I believe we find it with God, who loves us without filters.

Works Cited:

  1. Verhaeghe, P. (2014). What about Me? The struggle for identity in a market-based society, Scribe
  2. Titlow, P. John, #Me: Instagram Narcissism And The Scourge Of The Selfie, 2013, https://readwrite.com/2013/01/31/instagram-selfies-narcissism/
  3. Goffman, E. (1959). The presentation of self in everyday life, New York: Anchor Books
  4. Junior, H.B. (2000). Fictions of the Pose: Rembrandt Against the Italian Renaissance, Stanford University Press[5] Detweiler, C. (2018). Searching for the Image of God in a Digital Age, Brazos Press.

About the Author: Zayn Faruki is a humanities student with an interest in post-war migration.

Disclaimer: Material published by Traversing Tradition is meant to foster scholarly inquiry and rich discussion. The views, opinions, beliefs, or strategies represented in published articles and subsequent comments do not necessarily represent the views of Traversing Tradition or any employee thereof.

 

 

 

5 thoughts on “The Selfie Epidemic

  1. It would be more beneficial for Islam to be known as anti-internet anti-social media. Leaving all thatnis the web only for business use. Only then can Islam be a respected religion and concidered a place for solace.

    Your thoughts on using the web for any social islamic led good, cleaning up the net, guiding people on it is laughable. You merely sank into the non religion of the internet yourself. It is a collective of a mass of idiots. Anybody’s presence on it outside of business use is a vote and testification to the extreme secularist values and history erasing that it spews.

    Islam should lead the way as the only system that can be found per physical individual outside of the internet.. except for online money making reasons. Keep it at bay as a mere tool and shrink its power. I thought Islam was supposed to be strange. Accepting the net as it has become part of our lives is far from this.

    Your article is nothing more than another well spun apologetic for the selfie and social media worship. From another techheaded person.

    Muslims who work islam over the web make people like me into Buddhists.

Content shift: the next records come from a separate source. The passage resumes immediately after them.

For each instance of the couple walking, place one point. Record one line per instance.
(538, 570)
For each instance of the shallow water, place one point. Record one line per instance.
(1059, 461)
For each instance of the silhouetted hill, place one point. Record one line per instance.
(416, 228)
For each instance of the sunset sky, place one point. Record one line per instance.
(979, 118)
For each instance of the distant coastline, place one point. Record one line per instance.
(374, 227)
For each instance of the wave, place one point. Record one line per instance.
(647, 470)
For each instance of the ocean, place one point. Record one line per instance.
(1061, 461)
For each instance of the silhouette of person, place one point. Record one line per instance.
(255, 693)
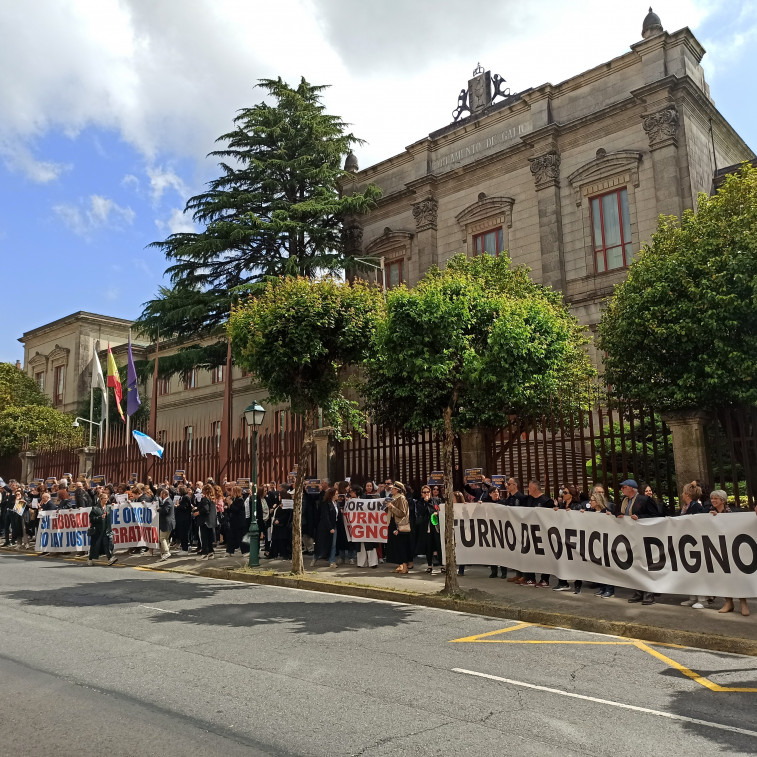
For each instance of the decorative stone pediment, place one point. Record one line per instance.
(607, 170)
(498, 209)
(59, 354)
(390, 243)
(38, 362)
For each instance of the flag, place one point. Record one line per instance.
(114, 380)
(147, 446)
(98, 382)
(132, 395)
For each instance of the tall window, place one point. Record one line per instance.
(611, 229)
(393, 273)
(490, 242)
(58, 384)
(215, 432)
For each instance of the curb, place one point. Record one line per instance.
(639, 631)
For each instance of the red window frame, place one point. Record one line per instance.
(59, 384)
(624, 243)
(478, 241)
(391, 266)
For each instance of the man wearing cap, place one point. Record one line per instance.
(636, 506)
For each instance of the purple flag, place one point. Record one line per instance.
(132, 395)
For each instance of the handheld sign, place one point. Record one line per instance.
(436, 478)
(474, 476)
(499, 480)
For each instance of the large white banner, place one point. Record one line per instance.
(134, 525)
(693, 554)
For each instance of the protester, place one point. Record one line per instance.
(399, 510)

  2. Concise article put forth well. How do you view the “online community?” It can be argued that selfies, as any online activity, is policed and acted upon under a strict guise of public opinion, which is collectivist. In this way, taking a selfie is not individualistic in itself, but reflective of a society and a culture, or at least, what they view to be a culture.

    As a non-Muslim, I cannot comment on whether the selfie can be salvageable or reformable in a spiritual or faithful sense, but the simple act of photography can certainly used, in very select and thoughtful ways, to inspire others to seek glory in “nature,” or discover things for themselves. At the very least, photography can be an act of creating beauty.

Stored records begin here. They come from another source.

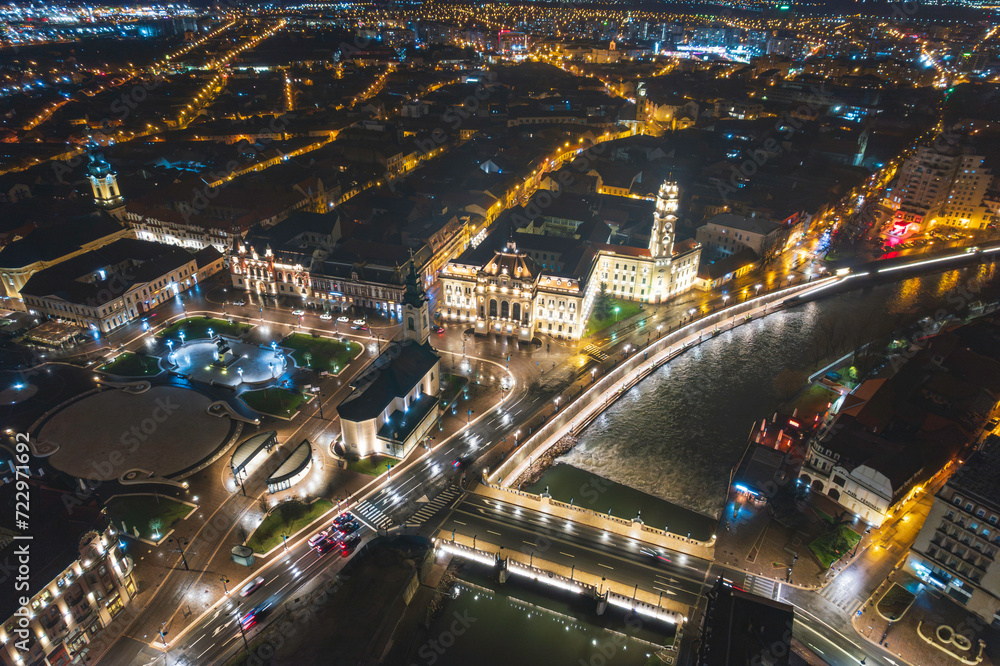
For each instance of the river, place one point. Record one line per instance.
(678, 434)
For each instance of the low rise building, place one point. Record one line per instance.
(80, 579)
(395, 403)
(956, 549)
(108, 287)
(727, 233)
(48, 246)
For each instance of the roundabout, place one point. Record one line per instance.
(163, 432)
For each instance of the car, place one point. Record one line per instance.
(349, 527)
(249, 588)
(325, 546)
(317, 538)
(657, 554)
(252, 616)
(349, 543)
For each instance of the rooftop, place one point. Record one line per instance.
(978, 476)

    1. What online community? The one governed by mass censorship on wiki or the one governed by google controlled search hits? There is no true collective on-line communty.

      1. Community as self-projected, the idea of having friends online, perhaps overlapping with friendships IRL. Social media is such that connecting with people similar to you (of course along allowed routes) is very easy: that is “online community.”

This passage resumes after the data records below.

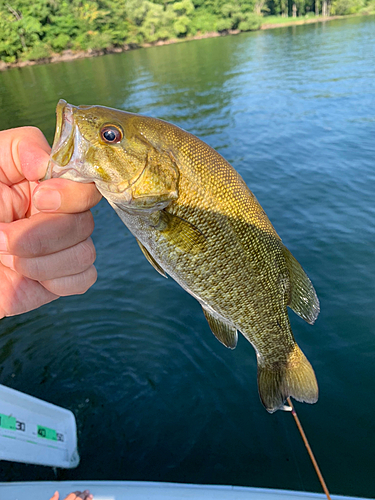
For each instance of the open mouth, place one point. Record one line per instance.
(63, 143)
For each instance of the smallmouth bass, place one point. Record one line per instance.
(195, 220)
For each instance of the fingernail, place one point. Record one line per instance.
(8, 261)
(47, 199)
(3, 242)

  3. Thank you for articulating the oftentimes “subtle”/”hidden” issues with being unmindful about how we interact with technology and our online presence especially within a neoliberal context. Whether we realize it or not, oftentimes, what we feed our minds (and eyes) with will feed the heart/soul. In my opinion, especially as Muslims, we should work on reminding ourselves to stay grounded in our Islamic foundations and principles when engaging with technology i.e. being mindful of our purpose in life: to be in submission to Allah. In a lot of ways, the face represents one’s identity and a sense of dignity–it is what we put on the FLOOR in sujood/prostration/submission to GOD alone. It would likely not be an act of humility, but rather, humiliating if an individual performed the same act of putting one’s face to the ground to or for someone/thing else. InshaAllah, we should aim to carry that same ethos in–or at least be mindful of–rooting ourselves with that sort of framework as we use technology/social media.